Now that flaw ... it's easy to spot, and the reason it's easy to spot is that the method is simple enough to understand. It's also easy to explain, and the reason it's easy to explain is again that the method is simple enough to understand.
If I use the more complicated method of linear regression (and a not very complicated regression), and describe it mathematically, it looks something like this:
"I ran an ordinary least squares regression, using the model P(it) = ax(it) + b[x(it)^2] + e, where P(it) is the performance of player i at age t, x(it) is the age of player i at age t, and all player-seasons of less than 300 PA were omitted. The e is an error term, assumed iid normal with mean 0."
The flaw is actually the same as in the original, simpler case, the fact that the sample of players is different at each age. But it's harder to see the flaw way, isn't it? It's also harder to describe where the flaw resides -- there's no easy one-sentence explanation about Morgan and Howell like there was before.
So why would you trust the complicated method more than the simple one?
Now, I'm not saying that complexity is necessarily bad. A complex method might be more precise, and give you better results, assuming that there aren't any flaws. But, you still have to check for flaws. If the complex method gives you substantially different results (peak age 29) from the simple methods (peak age 27), that's a warning sign. And so you have to explain the difference. Something must be wrong, either with the complex method, or with all the simple methods. It's not enough to just explain why the complex method is right. You also have to explain why the simple methods, which came up with 27, came out so wrong.
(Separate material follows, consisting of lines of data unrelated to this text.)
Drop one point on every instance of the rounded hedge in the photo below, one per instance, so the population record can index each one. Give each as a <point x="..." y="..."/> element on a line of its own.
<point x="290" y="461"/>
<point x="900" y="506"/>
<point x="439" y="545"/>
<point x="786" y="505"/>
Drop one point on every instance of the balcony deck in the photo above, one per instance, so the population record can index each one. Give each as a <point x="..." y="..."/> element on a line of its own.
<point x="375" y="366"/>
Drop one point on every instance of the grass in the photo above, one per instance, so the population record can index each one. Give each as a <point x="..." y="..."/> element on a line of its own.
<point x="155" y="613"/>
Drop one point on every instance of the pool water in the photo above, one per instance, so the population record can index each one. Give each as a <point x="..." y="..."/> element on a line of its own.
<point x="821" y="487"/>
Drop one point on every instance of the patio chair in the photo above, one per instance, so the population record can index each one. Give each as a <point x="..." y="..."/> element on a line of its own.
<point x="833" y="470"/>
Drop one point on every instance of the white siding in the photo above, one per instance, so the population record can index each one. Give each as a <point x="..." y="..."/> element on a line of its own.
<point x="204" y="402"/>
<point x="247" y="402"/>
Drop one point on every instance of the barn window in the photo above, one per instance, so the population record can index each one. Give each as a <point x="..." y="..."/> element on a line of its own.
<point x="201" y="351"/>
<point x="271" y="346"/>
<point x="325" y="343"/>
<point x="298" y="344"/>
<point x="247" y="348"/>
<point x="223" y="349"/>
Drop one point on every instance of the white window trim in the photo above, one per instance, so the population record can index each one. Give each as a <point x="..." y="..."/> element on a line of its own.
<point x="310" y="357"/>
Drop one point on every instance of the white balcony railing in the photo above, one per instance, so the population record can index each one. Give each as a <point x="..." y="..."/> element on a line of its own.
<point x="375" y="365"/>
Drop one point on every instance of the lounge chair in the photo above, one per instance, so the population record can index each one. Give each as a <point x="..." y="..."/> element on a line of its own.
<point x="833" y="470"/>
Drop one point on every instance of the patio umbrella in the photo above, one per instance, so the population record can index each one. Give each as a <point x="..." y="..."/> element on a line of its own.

In the absence of a convincing explanation, all you have are different methods, and no indication which is more reliable. In that case, why would you choose to trust the complicated method that you don't understand, but reject a simple methods that you *do* understand? The only reason for doing so is that you have more faith that whoever introduced the complicated method actually got everything right, the method and the calculations and the logic.
I don't think that's justified. My experience leads me to think that it's very, very risky to give that kind of blind trust without understanding the method pretty darn well.